The number of employment was a record high 32.399 million in the March to May period, rising by 137,000 from the previous three months. Economists had forecast employment growth of 115,000.
The employment rate rose to a record 75.7 percent from 75.6 percent in the three months to April period.
The unemployment rate remained at 4.2 percent, which was the joint lowest since 1975. The figure matched economists’ expectations.
Average weekly earnings including bonus, or total pay, grew 2.5 percent year-on-year in the three months to May, which was slower than the 2.6 percent in the previous three months.

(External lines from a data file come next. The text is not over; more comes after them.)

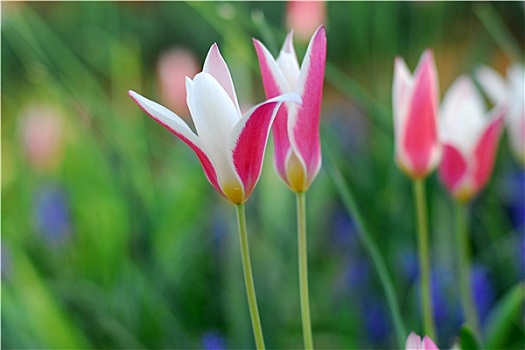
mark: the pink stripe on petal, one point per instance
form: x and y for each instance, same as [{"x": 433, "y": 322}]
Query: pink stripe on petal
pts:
[
  {"x": 216, "y": 66},
  {"x": 420, "y": 137},
  {"x": 453, "y": 168},
  {"x": 304, "y": 125},
  {"x": 485, "y": 152},
  {"x": 281, "y": 141}
]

Pay growth was in line with economists’ predictions and was the weakest since the three months to November, when earnings rose at the same pace.
Excluding bonus, average weekly earnings increased 2.7 percent, a tad slower than the 2.8 percent rise in the previous three-month period, but matched economists’ expectations.
ING Bank economist James Smith expects the Bank of England to hike the interest rate in August and hold it unchanged until May next year.
“Despite a slip in UK wage growth, we suspect the Bank of England will remain comfortable with the overall trend,” Smith said.
“If Brexit uncertainty picks up as time starts to run out, we think the Bank could have a tricky time hiking rates later this year,” the economist added.
A no-deal Brexit would be a “material event” for interest rates as it would have “big economic consequences” for the UK, Bank of England Governor Mark Carney said at a parliamentary hearing on Tuesday.
In its latest macroeconomic projections, the International Monetary Fund lowered the UK growth forecast for this year to 1.4 percent from 1.6 percent. The lender sees growth at 1.5 percent next year.